WASHINGTON — The U.S. Navy, Marine Corps, and Coast Guard released a new tri-Service maritime strategy Dec. 17, entitled Advantage at Sea.
The document provides strategic guidance on how the sea services will prevail in day-to-day competition, crisis and conflict over the next decade. It also directs the services to deepen tri-service integration, aggressively pursue force modernization and continue robust cooperation with allies and partners.
“Our integrated Navy, Marine Corps, and Coast Guard must maintain clear-eyed resolve to compete with, deter, and, if necessary, defeat our adversaries while we accelerate development of a modernized, integrated all-domain naval force for the future,” wrote Chief of Naval Operations Adm. Michael M. Gilday, Marine Corps Commandant Gen. David H. Berger, and Coast Guard Commandant Adm. Karl L. Schultz in the strategy’s forward. “Our actions in this decade will shape the maritime balance of power for the rest of this century.”

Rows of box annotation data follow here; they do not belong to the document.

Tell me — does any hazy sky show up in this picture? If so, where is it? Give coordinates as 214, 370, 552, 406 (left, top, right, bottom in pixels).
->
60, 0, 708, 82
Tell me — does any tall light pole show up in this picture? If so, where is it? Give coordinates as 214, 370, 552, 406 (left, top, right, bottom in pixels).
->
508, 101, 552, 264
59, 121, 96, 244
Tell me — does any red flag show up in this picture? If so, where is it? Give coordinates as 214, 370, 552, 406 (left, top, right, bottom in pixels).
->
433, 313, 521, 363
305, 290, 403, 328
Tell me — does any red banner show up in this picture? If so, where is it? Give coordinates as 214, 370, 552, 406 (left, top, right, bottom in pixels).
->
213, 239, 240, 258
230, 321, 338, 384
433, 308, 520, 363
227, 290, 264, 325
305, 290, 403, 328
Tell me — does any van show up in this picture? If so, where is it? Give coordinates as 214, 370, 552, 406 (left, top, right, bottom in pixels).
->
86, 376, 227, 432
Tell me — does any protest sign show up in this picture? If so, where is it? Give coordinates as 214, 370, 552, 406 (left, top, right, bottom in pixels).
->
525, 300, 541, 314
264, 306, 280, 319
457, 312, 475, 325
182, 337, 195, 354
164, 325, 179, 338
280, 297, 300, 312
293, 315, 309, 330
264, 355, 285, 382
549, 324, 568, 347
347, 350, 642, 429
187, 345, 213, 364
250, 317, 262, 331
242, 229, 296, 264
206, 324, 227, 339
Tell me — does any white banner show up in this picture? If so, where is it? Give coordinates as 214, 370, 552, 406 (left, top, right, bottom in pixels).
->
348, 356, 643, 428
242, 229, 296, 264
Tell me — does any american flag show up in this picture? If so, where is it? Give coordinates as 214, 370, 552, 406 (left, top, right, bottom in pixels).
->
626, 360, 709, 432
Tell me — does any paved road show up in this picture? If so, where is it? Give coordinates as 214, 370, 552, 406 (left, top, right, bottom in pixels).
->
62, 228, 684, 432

Advantage at Sea places particular focus on China and Russia due to their increasing maritime aggressiveness, demonstrated intent to dominate key international waters and clear desire to remake the international order in their favor.

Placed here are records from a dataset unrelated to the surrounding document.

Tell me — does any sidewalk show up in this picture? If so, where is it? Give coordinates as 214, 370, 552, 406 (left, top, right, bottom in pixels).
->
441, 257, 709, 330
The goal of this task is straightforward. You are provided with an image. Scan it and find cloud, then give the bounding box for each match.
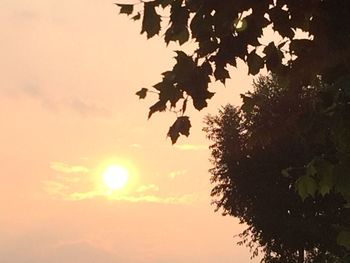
[50,162,89,173]
[174,144,208,151]
[169,170,187,179]
[66,97,111,116]
[129,143,142,149]
[65,191,196,204]
[136,184,159,193]
[44,181,195,204]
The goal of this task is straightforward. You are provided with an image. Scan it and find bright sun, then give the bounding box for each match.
[103,165,129,190]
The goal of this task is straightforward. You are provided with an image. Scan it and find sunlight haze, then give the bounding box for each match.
[0,0,259,263]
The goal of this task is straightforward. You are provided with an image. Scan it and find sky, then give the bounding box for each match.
[0,0,258,263]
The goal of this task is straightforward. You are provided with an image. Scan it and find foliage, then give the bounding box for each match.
[117,0,350,260]
[205,77,350,263]
[117,0,350,142]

“China’s and Russia’s revisionist approaches in the maritime environment threaten U.S. interests, undermine alliances and partnerships, and degrade the free and open international order,” the document states. “Moreover, China’s and Russia’s aggressive naval growth and modernization are eroding U.S. military advantages.”
The strategy also emphasizes the maritime domain is integral not only to America’s security and prosperity but to those of all nations. The oceans connect global markets, provide essential resources, and link societies and businesses. Shared interests create opportunities for greater cooperation with allies and partners.
“As Sailors, we are on the leading edge of Great Power Competition each and every day,” said Gilday. “Sea control, power projection and the capability to dominate the oceans must be our primary focus. Our forces must be ready today, and ready tomorrow, to defend our nation’s interests against potential adversaries at any time. This strategy helps us do exactly that.”
The strategy directs the Services to pursue an agile and aggressive approach to force modernization and experimentation. The future fleet will combine legacy assets with new, smaller ships, lighter amphibious ships, modernized aircraft, expanded logistics, resilient space capabilities, and optionally manned and unmanned platforms. To succeed in a dynamic operating environment, the Services will also invest in warfighter development, delivering innovative training and education to ensure our Sailors, Marines and Coast Guardsmen remain the world’s premier naval force.
Advantage at Sea also reflects the dual roles of the Service Chiefs: advising on the employment of forces in day-to-day competition, crisis and conflict, and developing a modernized future force that deters potential adversaries and advances and defends U.S. interests.
“The Marine Corps is conducting a sweeping force design transformation to fulfill our role as the Nation’s expeditionary force-in-readiness while simultaneously modernizing the force in accordance with the operating environment described in the National Defense Strategy and the tri-Service maritime strategy. We must embrace new ways of operating within the concepts of integrated U.S. naval power to deter future adversaries and generate better strategic choices,” said Berger.
As the Services pursue greater integration, to include training and education; capabilities and networks; plans, exercises, and experiments; analysis and wargaming; investments and innovation; and force design, Advantage at Sea states they will collaborate with allies and partners to build capability, enhance interoperability, and generate unity of effort. Alongside allies and partners, the Services will be able to establish sea denial and sea control where and when needed, project power, and hold critical adversary targets at risk.
“As the only military service in the Department of Homeland Security, the U.S. Coast Guard provides unique multi-mission and intelligence capabilities to complement the ability of our Marines and Navy to protect our national interests when necessary and deliver lethality across the globe,” said Schultz. “Our hallmark is working daily with partner agencies, sister sea services and international navies and coast guards to counter maritime coercion and uphold the rules-based order – partnerships work."